The U.S. Department of Agriculture’s National Agricultural Statistics Service announced earlier this month that it would be canceling the July Cattle Report and other crop reports and estimates.
“The decision to discontinue these surveys and reports was not made lightly, but was necessary, given appropriated budget levels,” wrote the USDA in the recent notice.
The cancellations have been met with frustration from several industry groups.
Farmers are price takers, not price makers, and have no control over the markets in which their livestock is sold. Market transparency is essential where four companies control 85 percent of the cattle market.
“It is disingenuous for the same agency which touts its commitment to transparency in livestock markets to arbitrarily cease publication of reports which provide just that.
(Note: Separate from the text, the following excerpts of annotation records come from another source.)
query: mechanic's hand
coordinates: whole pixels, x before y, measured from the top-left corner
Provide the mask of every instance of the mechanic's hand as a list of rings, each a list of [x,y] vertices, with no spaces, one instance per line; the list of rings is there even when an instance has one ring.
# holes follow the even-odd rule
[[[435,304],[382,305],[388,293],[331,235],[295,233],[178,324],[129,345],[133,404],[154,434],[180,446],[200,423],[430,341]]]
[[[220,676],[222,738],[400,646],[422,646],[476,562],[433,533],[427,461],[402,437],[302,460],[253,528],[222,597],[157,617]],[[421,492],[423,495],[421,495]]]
While it may be politically expedient to blame appropriators in Congress for today’s decision, cattle producers know better than to believe discontinuing a handful of reports will result in substantive cost savings for the Department,” said NCBA Vice President of Government Affairs Ethan Lane. “NCBA calls on USDA-NASS to immediately reverse this decision and continue delivering on its stated mission of providing timely, accurate, and useful statistics in service to U.S. agriculture.”
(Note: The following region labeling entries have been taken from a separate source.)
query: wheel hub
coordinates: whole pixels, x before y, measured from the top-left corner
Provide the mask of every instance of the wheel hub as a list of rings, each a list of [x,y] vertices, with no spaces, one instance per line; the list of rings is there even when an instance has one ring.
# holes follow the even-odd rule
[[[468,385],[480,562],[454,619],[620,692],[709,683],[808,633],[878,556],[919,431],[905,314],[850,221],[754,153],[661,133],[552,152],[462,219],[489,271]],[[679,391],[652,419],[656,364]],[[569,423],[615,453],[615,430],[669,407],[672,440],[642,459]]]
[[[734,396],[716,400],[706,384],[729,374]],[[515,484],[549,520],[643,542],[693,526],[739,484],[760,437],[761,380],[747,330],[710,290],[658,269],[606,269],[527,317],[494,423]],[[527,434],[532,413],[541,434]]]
American Farm Bureau Federation President Zippy Duvall sent a letter to the USDA to emphasize the importance of the surveys, particularly the July cattle report.
“NASS’ two reports regarding the total U.S. cattle inventory, published on Jan. 31 and in late July, give farmers, ranchers, researchers, and other data users a full picture of supplies in the U.S. cattle sector at the beginning and in the middle of each year. This allows for a fair assessment of the cattle market for the next six months. Eliminating the mid-year report puts the market in the dark for the second half of the year, removes market transparency and increases market volatility. Data will only be available to those who can afford to collect it, further threatening competition in the packing sector.”
AFBF is also concerned that the loss of the Objective Yield Survey for cotton may also increase the level of uncertainty throughout the summer and early fall for cotton markets, and the elimination of county yield estimates will undercut the research upon which risk management programs, including crop insurance, are based.
“Eliminating county-level yield and production data for crops and livestock will also severely impact research from our land-grant institutions and only place the U.S. farther behind its trade competitors,” Duvall wrote. “Recent research by USDA’s Economic Research Service showed that the U.S. trails its global competitors in public agricultural research.”